It’s my fourth day at Upaya. My time here is a little more than half gone. Spent the morning dusting the art and then polishing windows at Upaya House, a rust-colored two-story adobe building that provides rooms for a dozen retreat guests and has a meeting room, a large dining room, and two rooms upstairs marked “Private,” Roshi Joan’s personal space. She’s rumored to be arriving tonight or tomorrow. I loved dusting the art. There is shaman art all hairy and wild, Hindu art (Mother Durga, my personal favorite among the Hindu dieties), Hopi pots, Buddhist art (of course: statues, paintings, weavings, calligraphy), and a three-foot by two-foot rendering of the Virgen de Guadalupe surrounded by artificial roses. After the dusting and window cleaning I went back to my dorm and (are you ready for this?) cleaned three toilets, the small kitchen, and the laundry room, and I swept the walkways. By then it was almost noon. It started raining, so I lay on the comforter and listened to the rain. At what I thought was about 12:15 I headed out, checked the clock, and it was 12:25. Oops. Meditation starts at 12:20, and you can’t go in late. So here I am.

The longer I stay, the more settled I feel, and the more I hear of people’s stories, the more I enjoy the collection of characters who are the residents here. This morning I was chatting with Saro, a dangerously thin 19-year-old man with wavy thick black hair, who asked me what I’m doing here. I explained, and he observed, “Well, you can’t make a mistake. Whatever you decide, you’ll learn what you need to know by being there. It almost doesn’t matter what you choose.” Good, Saro! It feels as though I’ve been here for months, though I keep discovering.

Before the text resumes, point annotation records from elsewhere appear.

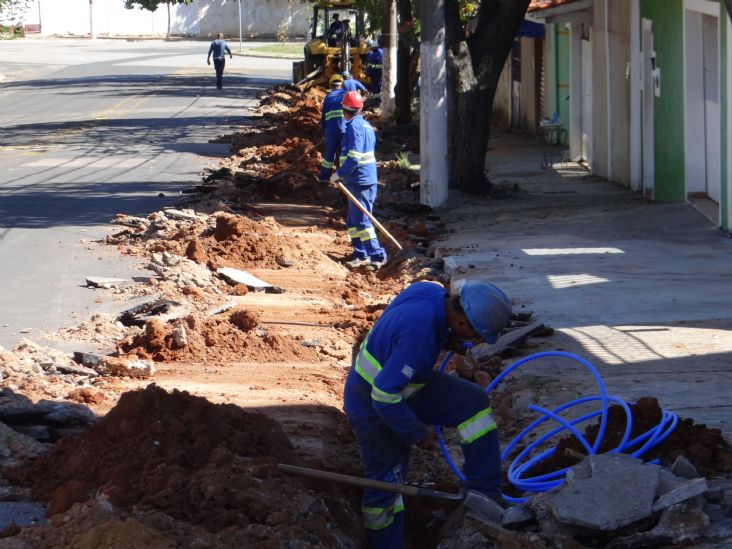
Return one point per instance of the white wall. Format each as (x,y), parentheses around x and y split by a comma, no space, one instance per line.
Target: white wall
(202,18)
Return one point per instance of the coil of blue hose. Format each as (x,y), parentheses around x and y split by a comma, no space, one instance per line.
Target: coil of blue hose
(525,461)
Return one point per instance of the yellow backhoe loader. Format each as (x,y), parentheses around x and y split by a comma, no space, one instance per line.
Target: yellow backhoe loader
(336,43)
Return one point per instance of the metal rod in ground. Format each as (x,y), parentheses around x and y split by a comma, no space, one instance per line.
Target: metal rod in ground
(368,214)
(403,489)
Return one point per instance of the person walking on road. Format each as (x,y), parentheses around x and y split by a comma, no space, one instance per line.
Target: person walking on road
(218,50)
(358,171)
(332,126)
(393,396)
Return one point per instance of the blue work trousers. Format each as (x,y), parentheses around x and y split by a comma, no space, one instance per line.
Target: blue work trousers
(330,155)
(445,400)
(360,229)
(219,65)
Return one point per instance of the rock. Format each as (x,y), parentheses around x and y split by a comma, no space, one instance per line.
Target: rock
(21,513)
(124,367)
(599,501)
(196,252)
(683,468)
(517,516)
(102,282)
(680,493)
(163,310)
(180,338)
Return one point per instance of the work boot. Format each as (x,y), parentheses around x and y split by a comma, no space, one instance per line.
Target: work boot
(484,507)
(375,265)
(358,262)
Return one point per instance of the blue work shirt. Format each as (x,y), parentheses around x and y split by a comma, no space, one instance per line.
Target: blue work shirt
(218,49)
(375,59)
(352,84)
(331,116)
(401,350)
(358,161)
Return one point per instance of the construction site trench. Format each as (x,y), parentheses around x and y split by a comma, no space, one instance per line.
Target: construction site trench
(230,358)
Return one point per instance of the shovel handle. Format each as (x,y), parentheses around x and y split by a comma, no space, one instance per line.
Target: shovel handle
(404,489)
(368,214)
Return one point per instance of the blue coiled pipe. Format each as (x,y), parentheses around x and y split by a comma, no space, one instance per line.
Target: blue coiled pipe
(524,461)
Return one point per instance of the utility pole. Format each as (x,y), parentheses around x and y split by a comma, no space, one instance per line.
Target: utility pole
(433,105)
(388,79)
(92,35)
(239,26)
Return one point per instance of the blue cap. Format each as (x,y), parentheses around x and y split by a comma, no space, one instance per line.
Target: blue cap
(487,308)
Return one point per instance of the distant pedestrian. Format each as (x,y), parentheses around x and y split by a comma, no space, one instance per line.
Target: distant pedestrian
(218,50)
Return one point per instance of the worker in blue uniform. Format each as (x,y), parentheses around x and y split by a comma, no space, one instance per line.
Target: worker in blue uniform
(393,395)
(358,171)
(332,126)
(351,84)
(374,67)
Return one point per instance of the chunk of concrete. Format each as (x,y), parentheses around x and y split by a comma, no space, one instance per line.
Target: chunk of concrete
(235,276)
(686,490)
(124,367)
(103,282)
(619,491)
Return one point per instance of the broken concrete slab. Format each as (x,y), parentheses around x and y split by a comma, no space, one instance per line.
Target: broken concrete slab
(484,351)
(235,276)
(164,310)
(182,215)
(601,503)
(103,282)
(125,367)
(684,491)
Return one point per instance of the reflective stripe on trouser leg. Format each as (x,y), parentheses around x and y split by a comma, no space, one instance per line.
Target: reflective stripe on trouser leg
(365,241)
(453,402)
(330,155)
(384,458)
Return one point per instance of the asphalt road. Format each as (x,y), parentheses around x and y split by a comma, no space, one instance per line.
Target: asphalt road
(89,129)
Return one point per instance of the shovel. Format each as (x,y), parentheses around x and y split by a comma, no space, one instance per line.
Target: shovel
(484,507)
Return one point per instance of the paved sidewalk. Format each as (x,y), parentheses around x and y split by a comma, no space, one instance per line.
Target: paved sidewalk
(641,290)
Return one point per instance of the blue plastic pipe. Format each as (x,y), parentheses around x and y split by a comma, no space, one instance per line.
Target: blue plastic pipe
(530,456)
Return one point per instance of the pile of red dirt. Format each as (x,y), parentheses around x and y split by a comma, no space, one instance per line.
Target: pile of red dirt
(206,464)
(232,336)
(705,447)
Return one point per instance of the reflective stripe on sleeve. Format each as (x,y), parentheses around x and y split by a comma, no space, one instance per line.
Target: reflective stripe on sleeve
(477,426)
(378,518)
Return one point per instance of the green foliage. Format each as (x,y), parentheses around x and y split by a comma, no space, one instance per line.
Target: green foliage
(152,5)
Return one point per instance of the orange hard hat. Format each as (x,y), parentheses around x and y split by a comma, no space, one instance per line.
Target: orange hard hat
(352,101)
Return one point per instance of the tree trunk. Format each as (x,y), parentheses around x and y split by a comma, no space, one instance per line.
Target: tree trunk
(403,90)
(167,33)
(388,73)
(474,65)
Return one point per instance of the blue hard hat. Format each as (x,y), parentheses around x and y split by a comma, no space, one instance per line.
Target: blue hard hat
(487,308)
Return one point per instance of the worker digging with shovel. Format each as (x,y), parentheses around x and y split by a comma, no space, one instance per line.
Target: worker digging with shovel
(393,396)
(358,171)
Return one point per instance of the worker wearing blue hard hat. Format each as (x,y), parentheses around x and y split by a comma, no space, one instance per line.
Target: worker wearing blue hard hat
(393,395)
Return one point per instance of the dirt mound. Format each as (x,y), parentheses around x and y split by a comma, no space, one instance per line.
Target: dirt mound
(229,336)
(704,447)
(203,463)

There’s a crabapple tree in the back garden. I stood beneath it and felt a shock of memory. There was a crabapple tree in my grandparents’ back yard, where I first learned to walk, and where I hung out with the basset hounds and poked sticks into moss, ate rocks and mud, slapped my hands in puddles, and generally had the kind of sensual time small children have. There are cute little garden snakes: bright green ones, slithery brown ones, baby ones thinner than my smallest finger, and adult ones longer than I am tall. Dawa tells me we need them around to control the mouse population. The mice hang out at the compost heap, which isn’t a place I’ve spent time in. Yet.

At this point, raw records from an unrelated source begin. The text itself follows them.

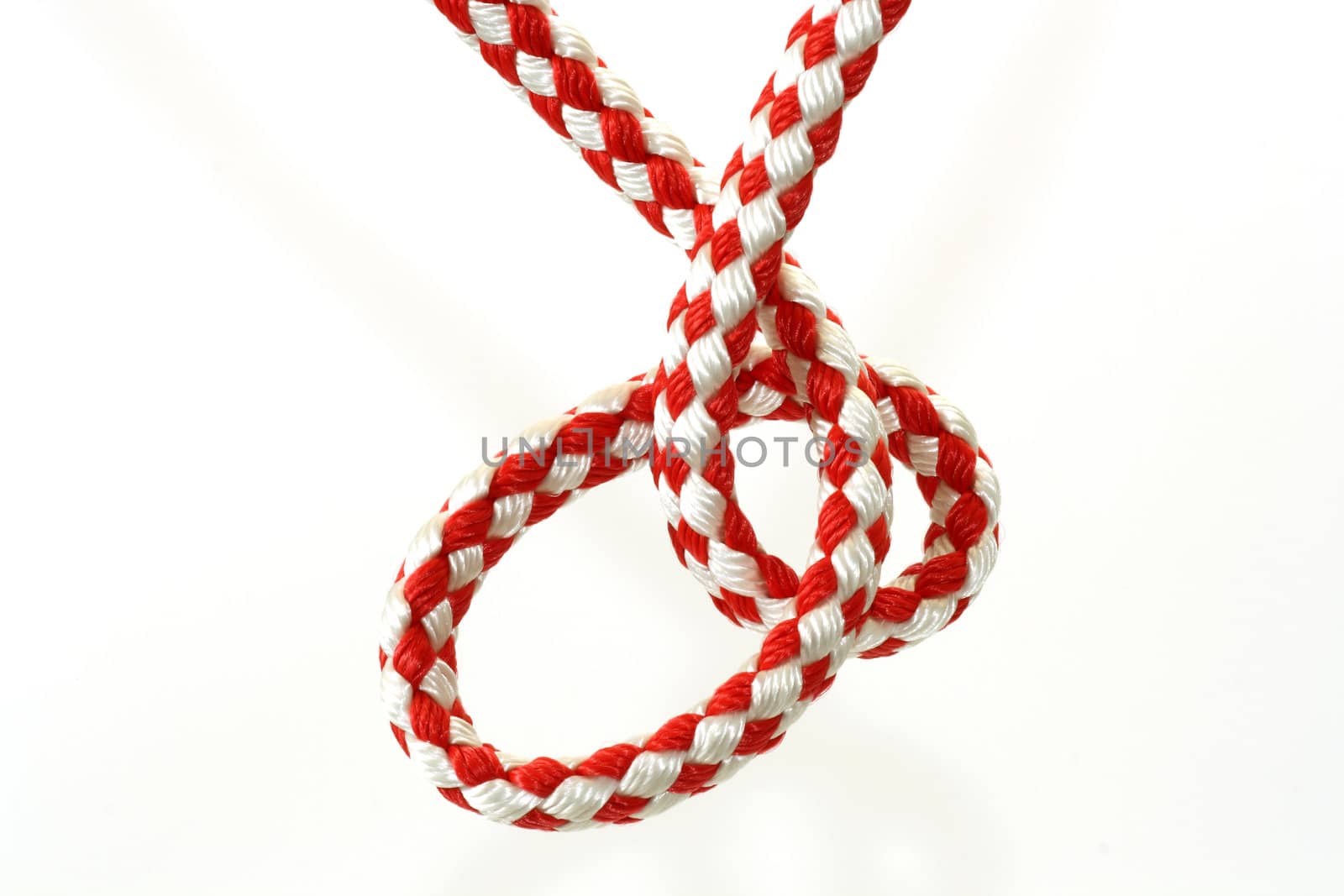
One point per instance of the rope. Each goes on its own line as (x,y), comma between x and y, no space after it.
(749,338)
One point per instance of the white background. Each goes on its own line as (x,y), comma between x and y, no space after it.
(270,270)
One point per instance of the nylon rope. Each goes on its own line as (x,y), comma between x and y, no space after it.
(749,338)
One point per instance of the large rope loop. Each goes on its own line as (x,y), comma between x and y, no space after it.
(749,338)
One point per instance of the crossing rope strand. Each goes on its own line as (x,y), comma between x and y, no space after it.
(749,338)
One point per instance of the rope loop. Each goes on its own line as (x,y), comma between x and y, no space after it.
(749,338)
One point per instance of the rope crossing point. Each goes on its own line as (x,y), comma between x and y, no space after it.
(749,338)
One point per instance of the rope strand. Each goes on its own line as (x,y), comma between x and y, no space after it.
(749,338)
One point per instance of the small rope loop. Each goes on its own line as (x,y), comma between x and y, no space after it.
(749,338)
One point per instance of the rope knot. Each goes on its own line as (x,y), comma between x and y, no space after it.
(749,338)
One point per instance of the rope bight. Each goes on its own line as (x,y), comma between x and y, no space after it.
(749,338)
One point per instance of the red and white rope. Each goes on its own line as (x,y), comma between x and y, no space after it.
(749,338)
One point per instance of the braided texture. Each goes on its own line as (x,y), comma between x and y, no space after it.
(749,338)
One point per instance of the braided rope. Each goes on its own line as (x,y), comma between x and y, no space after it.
(714,378)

Is it inertia? familiarity? what? The place is seductive. It would be easy just to stay here, hearing stories and cleaning toilets, meditating and listening to the rain or the wind or the hummingbirds. I have a feeling of being slightly drugged. Maybe it’s because I’ve slowed down; maybe it’s the meditation three times (or two if you snooze) a day. I haven’t seen a TV, heard the news, or connected with the outside world except to write in my blog, check email, or occasionally check other people’s blogs. I did call Manko today and got good news: she’s happy, she’s well, and she has found a job. I sit and listen to the thunder. There are a thousand small contrivances. Some people (like Rose, for instance) stay busy every waking moment except during meditation. Just now she’s collecting lavender to dry for the winter. Tonight she’s the cook, and I’m assisting. There is always something to do, and there is sometimes a great rush to do it, but there are people to help out…meals have to be put together, certain things have to happen on time to facilitate the schedule.

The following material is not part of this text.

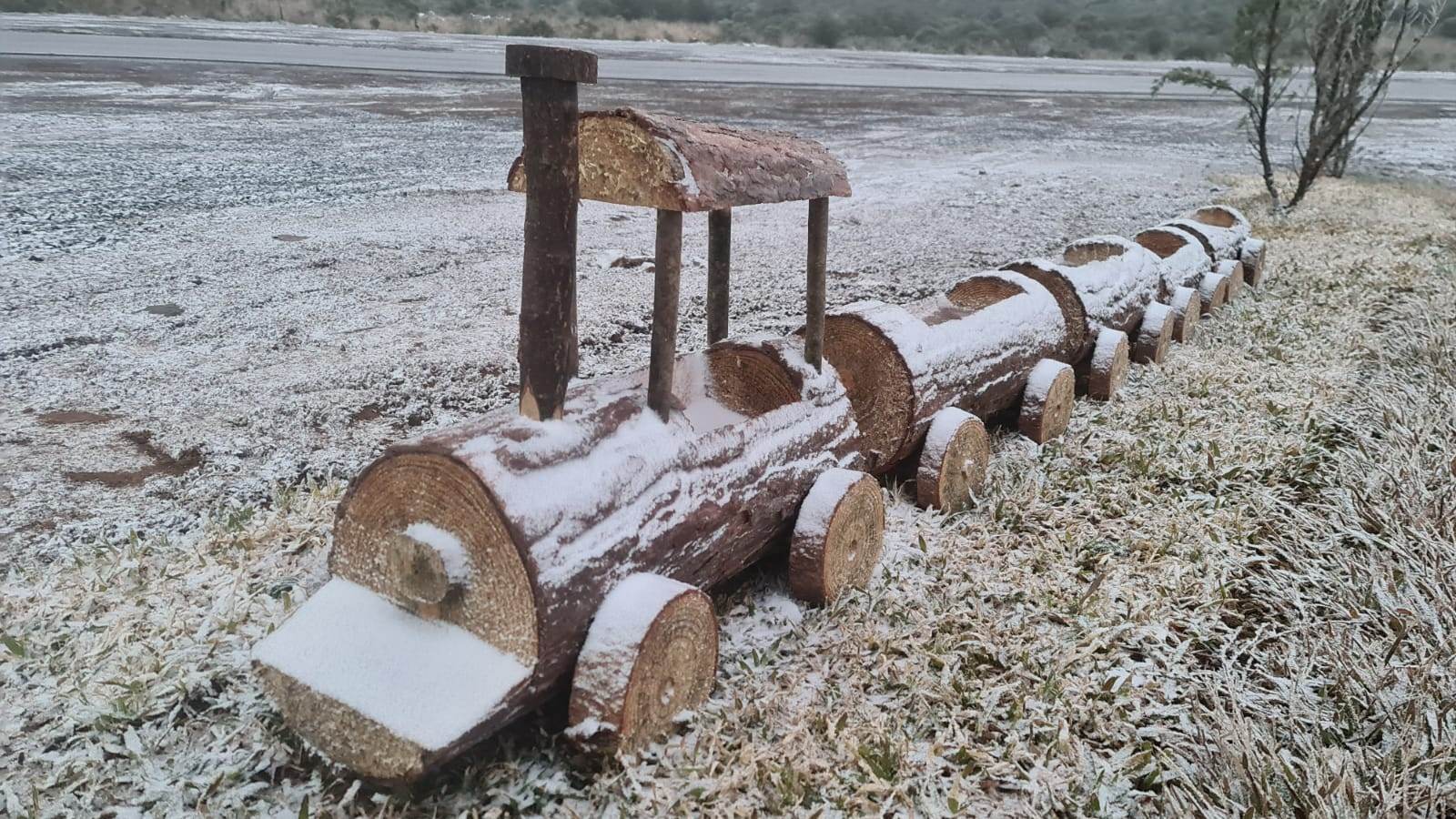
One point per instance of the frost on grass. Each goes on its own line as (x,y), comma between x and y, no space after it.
(1227,592)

I don’t miss much…but there is something…what? I feel a little ashamed. The life feels too easy. What are we doing but sustaining each other and a place for wealthy people to come to for retreats? This place reminds me of Kripalu Yoga Center in that way. Same clientele, just set in the Sangre de Christo and not the Berkshires. I looked at the schedule. It isn’t unusual for a retreat to cost nearly $900. Sure, it’s important for people involved in doing good things for the world to have a place to come to, for recharging, for regeneration. But there’s nothing in catering to the very wealthy that inspires me. I walked through the parking lot. Big cars. Expensive cars. Only one Ford Focus. Not a Prius or a Hybrid in sight–that surprised me. As Stephen is always quick to remind me, there is nothing wrong with being wealthy. There are many perfectly wonderful people who are very wealthy. But…well, they don’t need me. They can buy anybody. I’m much more interested in the downtrodden, truth be told. Meditate on that, Kendall. Is it identification? I’ve always said it’s that the poor have more interesting stories, less predictable stories, stories with more juice in them. Prejudice, I know. But I just don’t get wound up about cleaning rich people’s toilets. And poor people clean their own toilets.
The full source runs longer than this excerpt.